A rectangle has an area of 60 cm² and a perimeter of 32 cm. What is the length if it is greater than the width?

• A. 10 cm
• B. 12 cm
• C. 14 cm
• D. 16 cm

Hint:

Use area and perimeter to form a quadratic equation and select the solution where length exceeds width.

Answer 1

The Correct Option is A

We need the length of the rectangle, given it is greater than the width.
- Step 1: Define variables.
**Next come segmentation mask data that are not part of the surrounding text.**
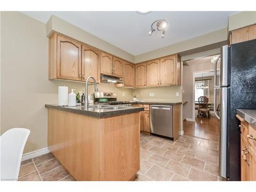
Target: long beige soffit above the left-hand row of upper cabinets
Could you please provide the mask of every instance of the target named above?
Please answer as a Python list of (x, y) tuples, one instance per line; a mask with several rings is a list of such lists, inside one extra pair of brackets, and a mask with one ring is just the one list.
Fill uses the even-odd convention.
[(53, 31), (65, 34), (67, 36), (73, 37), (79, 41), (82, 41), (88, 45), (94, 46), (98, 49), (126, 59), (128, 61), (134, 62), (134, 56), (126, 51), (106, 42), (91, 33), (88, 33), (68, 22), (62, 20), (55, 15), (52, 15), (46, 24), (46, 35), (49, 36)]

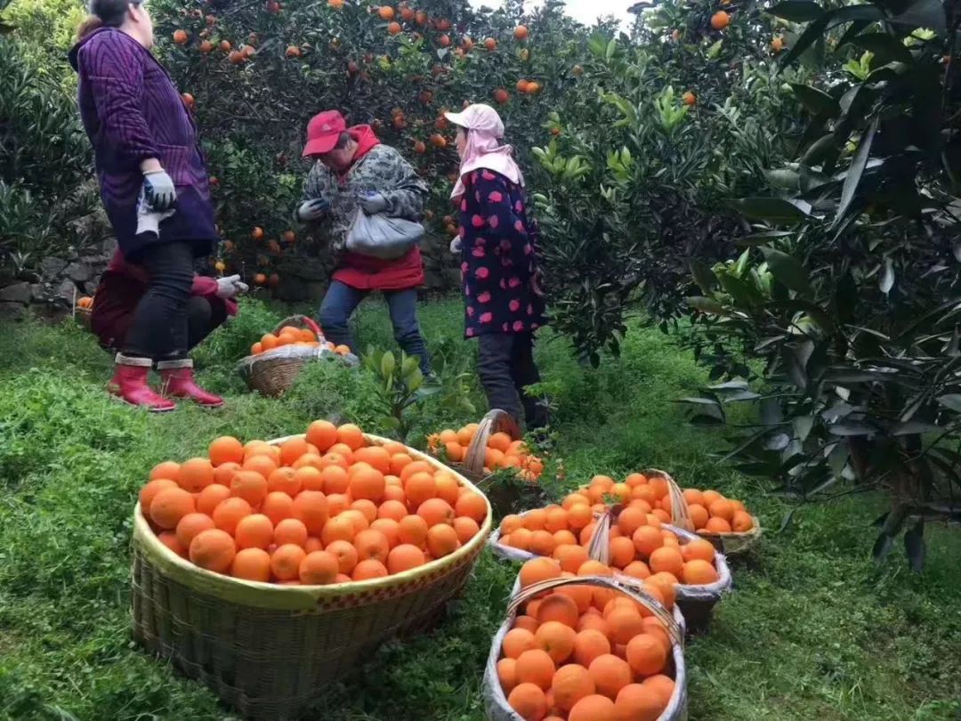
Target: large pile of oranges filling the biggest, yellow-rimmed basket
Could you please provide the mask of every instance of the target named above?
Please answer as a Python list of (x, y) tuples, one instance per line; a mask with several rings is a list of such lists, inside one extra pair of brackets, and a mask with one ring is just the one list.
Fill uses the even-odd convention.
[(315, 421), (280, 445), (223, 436), (208, 458), (164, 461), (140, 490), (160, 541), (215, 573), (345, 584), (403, 573), (480, 534), (488, 506), (401, 443)]

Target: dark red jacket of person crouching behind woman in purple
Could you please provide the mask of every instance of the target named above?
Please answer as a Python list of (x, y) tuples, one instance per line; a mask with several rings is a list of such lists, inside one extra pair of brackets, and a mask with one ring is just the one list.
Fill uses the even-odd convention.
[[(103, 345), (110, 348), (123, 345), (136, 304), (147, 292), (147, 283), (147, 273), (141, 266), (125, 261), (119, 248), (114, 251), (97, 286), (90, 315), (90, 329)], [(211, 305), (223, 304), (228, 315), (237, 314), (236, 301), (217, 297), (217, 281), (213, 278), (195, 275), (190, 293), (207, 298)]]

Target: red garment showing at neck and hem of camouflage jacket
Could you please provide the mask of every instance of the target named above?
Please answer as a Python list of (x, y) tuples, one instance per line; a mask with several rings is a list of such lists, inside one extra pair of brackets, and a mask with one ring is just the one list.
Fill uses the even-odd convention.
[[(347, 132), (357, 140), (354, 162), (381, 144), (369, 125), (355, 125)], [(333, 280), (360, 290), (406, 290), (424, 285), (424, 260), (416, 245), (393, 261), (346, 251), (333, 272)]]

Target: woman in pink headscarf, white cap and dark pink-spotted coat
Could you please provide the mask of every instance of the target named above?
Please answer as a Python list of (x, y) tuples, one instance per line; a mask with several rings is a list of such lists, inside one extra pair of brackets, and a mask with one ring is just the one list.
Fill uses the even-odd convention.
[[(527, 213), (524, 176), (502, 142), (504, 123), (493, 108), (448, 112), (457, 127), (460, 176), (452, 200), (460, 229), (464, 336), (480, 343), (478, 373), (490, 408), (506, 410), (528, 430), (547, 425), (546, 405), (526, 388), (540, 382), (534, 332), (547, 323), (540, 288), (536, 224)], [(522, 412), (523, 411), (523, 412)]]

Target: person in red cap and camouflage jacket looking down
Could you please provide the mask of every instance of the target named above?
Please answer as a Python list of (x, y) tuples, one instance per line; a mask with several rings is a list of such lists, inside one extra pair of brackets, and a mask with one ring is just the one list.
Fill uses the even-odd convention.
[(347, 231), (362, 211), (419, 222), (427, 184), (392, 147), (383, 145), (369, 125), (348, 128), (337, 111), (321, 112), (308, 124), (304, 157), (317, 162), (310, 170), (297, 217), (323, 222), (337, 259), (331, 286), (320, 306), (324, 334), (354, 350), (348, 322), (371, 290), (382, 291), (394, 337), (410, 356), (420, 359), (431, 376), (431, 360), (417, 321), (417, 286), (424, 283), (420, 248), (413, 245), (396, 260), (345, 250)]

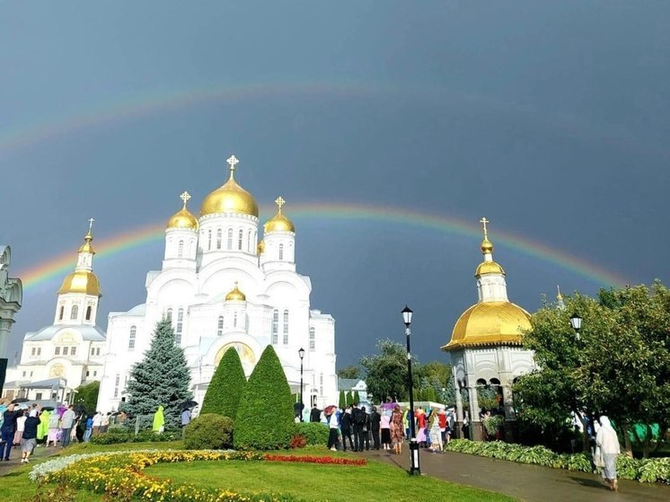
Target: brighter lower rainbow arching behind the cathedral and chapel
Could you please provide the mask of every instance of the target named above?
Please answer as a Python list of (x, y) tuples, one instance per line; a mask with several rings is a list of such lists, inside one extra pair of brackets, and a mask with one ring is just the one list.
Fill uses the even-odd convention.
[[(273, 214), (275, 208), (263, 207), (263, 214)], [(481, 238), (481, 229), (478, 224), (466, 222), (454, 216), (436, 215), (419, 212), (401, 207), (364, 206), (355, 204), (296, 204), (287, 208), (287, 216), (295, 222), (317, 219), (343, 220), (360, 222), (382, 222), (391, 225), (405, 225), (413, 228), (433, 230), (438, 233), (460, 235), (468, 238)], [(510, 232), (501, 232), (493, 227), (491, 238), (496, 245), (519, 251), (526, 256), (543, 262), (558, 265), (581, 277), (586, 277), (600, 286), (622, 286), (627, 284), (624, 277), (605, 270), (592, 262), (546, 246), (541, 242)], [(107, 239), (94, 242), (97, 260), (110, 260), (125, 251), (140, 248), (152, 242), (160, 242), (164, 238), (164, 222), (143, 225), (129, 232), (119, 233)], [(18, 272), (22, 278), (24, 291), (41, 284), (60, 280), (75, 266), (75, 252), (66, 251), (52, 260), (47, 260), (31, 269)]]

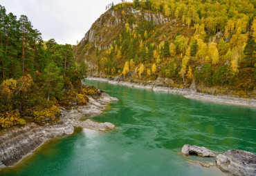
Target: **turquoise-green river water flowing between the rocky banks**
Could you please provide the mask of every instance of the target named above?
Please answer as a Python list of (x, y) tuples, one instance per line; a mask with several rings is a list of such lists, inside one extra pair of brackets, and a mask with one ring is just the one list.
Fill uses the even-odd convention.
[[(86, 81), (118, 102), (96, 121), (117, 126), (108, 133), (77, 131), (53, 139), (0, 175), (222, 175), (179, 154), (184, 144), (216, 151), (256, 153), (256, 110), (185, 99), (181, 95)], [(210, 158), (208, 160), (211, 160)]]

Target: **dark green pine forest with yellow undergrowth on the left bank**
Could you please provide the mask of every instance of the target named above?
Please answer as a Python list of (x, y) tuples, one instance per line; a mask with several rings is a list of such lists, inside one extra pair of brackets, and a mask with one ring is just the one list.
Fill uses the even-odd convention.
[(0, 131), (29, 122), (57, 121), (59, 106), (86, 104), (84, 61), (73, 46), (43, 41), (28, 17), (6, 14), (0, 6)]

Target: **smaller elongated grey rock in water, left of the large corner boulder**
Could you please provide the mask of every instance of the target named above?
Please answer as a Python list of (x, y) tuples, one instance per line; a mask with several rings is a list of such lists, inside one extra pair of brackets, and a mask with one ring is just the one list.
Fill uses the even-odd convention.
[(181, 149), (181, 153), (186, 156), (194, 153), (201, 157), (216, 157), (212, 150), (200, 146), (190, 146), (188, 144), (183, 146), (183, 148)]

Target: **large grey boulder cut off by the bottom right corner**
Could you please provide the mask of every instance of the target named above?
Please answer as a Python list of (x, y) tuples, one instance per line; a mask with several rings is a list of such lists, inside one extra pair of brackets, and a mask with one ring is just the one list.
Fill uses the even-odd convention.
[(217, 155), (217, 166), (232, 175), (256, 175), (256, 155), (244, 150), (228, 150)]

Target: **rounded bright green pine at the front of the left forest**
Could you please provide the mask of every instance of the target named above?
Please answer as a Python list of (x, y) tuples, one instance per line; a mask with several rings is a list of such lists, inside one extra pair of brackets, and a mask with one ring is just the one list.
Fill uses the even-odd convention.
[(44, 69), (44, 90), (46, 91), (47, 99), (49, 101), (50, 96), (59, 96), (62, 94), (63, 77), (55, 63), (48, 63), (48, 66)]

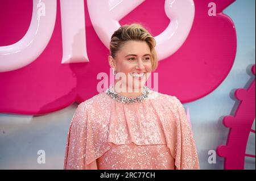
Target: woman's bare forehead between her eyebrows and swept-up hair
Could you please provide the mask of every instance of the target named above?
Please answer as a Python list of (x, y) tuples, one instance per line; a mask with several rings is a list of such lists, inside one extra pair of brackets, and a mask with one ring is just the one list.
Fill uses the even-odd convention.
[(127, 54), (137, 54), (143, 56), (144, 54), (150, 54), (150, 48), (146, 41), (127, 41), (119, 50), (120, 56), (126, 56)]

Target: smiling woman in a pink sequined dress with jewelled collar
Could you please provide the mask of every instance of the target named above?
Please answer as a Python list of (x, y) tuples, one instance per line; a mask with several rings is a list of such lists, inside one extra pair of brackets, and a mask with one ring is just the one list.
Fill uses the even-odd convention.
[(158, 65), (154, 37), (140, 24), (120, 27), (109, 65), (115, 84), (79, 104), (64, 169), (199, 169), (183, 105), (144, 85)]

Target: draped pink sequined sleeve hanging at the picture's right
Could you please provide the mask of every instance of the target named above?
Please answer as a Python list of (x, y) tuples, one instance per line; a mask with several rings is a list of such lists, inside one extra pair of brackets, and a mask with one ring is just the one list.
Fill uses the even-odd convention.
[(175, 99), (177, 111), (174, 129), (176, 137), (173, 150), (175, 167), (177, 170), (200, 169), (195, 140), (187, 116), (185, 115), (185, 109), (180, 100), (176, 97)]

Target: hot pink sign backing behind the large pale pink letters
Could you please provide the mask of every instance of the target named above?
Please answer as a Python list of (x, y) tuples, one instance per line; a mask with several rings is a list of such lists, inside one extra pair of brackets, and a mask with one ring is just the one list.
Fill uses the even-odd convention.
[[(153, 36), (167, 27), (164, 1), (146, 1), (119, 23), (141, 22)], [(237, 39), (232, 20), (222, 11), (234, 2), (195, 0), (195, 20), (182, 47), (159, 62), (159, 92), (191, 102), (212, 92), (228, 75), (236, 57)], [(215, 2), (217, 16), (209, 16)], [(21, 39), (30, 25), (32, 1), (0, 1), (0, 46)], [(0, 73), (0, 112), (40, 115), (61, 110), (98, 94), (97, 74), (109, 74), (109, 50), (90, 22), (85, 1), (86, 48), (89, 63), (61, 64), (60, 2), (55, 29), (43, 53), (31, 64)], [(11, 11), (10, 11), (11, 10)], [(17, 18), (17, 15), (19, 18)], [(103, 17), (102, 17), (103, 18)], [(1, 60), (3, 61), (3, 60)]]

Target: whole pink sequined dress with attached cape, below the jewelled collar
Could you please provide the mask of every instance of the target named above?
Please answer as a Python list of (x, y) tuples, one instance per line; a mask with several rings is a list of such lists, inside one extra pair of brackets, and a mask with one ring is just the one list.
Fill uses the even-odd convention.
[(79, 104), (69, 126), (64, 169), (200, 169), (183, 104), (150, 90), (125, 104), (106, 91)]

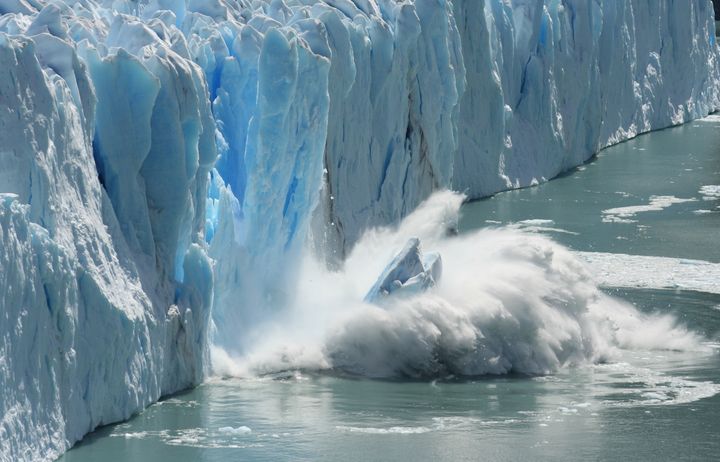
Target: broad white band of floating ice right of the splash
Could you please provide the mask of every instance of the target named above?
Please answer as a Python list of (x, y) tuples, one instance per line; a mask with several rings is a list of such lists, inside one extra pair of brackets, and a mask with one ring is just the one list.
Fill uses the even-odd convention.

Let length = \( l \), width = \( w \).
- Step 2: Set up equations.
- Area: \( l \cdot w = 60 \).
- Perimeter: \( 2(l + w) = 32 \Rightarrow l + w = 16 \).
- Step 3: Solve for one variable. From perimeter: \( w = 16 - l \). Substitute into area:
\[ l (16 - l) = 60 \] \[ l^2 - 16l + 60 = 0 \] - Step 4: Solve quadratic equation. Use quadratic formula \( l = \frac{-b \pm \sqrt{b^2 - 4ac}}{2a} \), where \( a = 1 \), \( b = -16 \), \( c = 60 \):
\[ l = \frac{16 \pm \sqrt{256 - 240}}{2} = \frac{16 \pm \sqrt{16}}{2} = \frac{16 \pm 4}{2} \] \[ l = 10 \text{ or } l = 6 \] - Step 5: Determine length and width. Since \( l>w \):
- If \( l = 10 \), \( w = 16 - 10 = 6 \). Check: \( 10 \times 6 = 60 \), \( 2(10 + 6) = 32 \). Correct.
- If \( l = 6 \), \( w = 16 - 6 = 10 \). \( l<w \), so discar(d)
- Step 6: Check options.
- (a) 10: Correct.
- (b) 12: Incorrect.
- (c) 14: Incorrect.
- (d) 16: Incorrect.
Thus, the answer is a.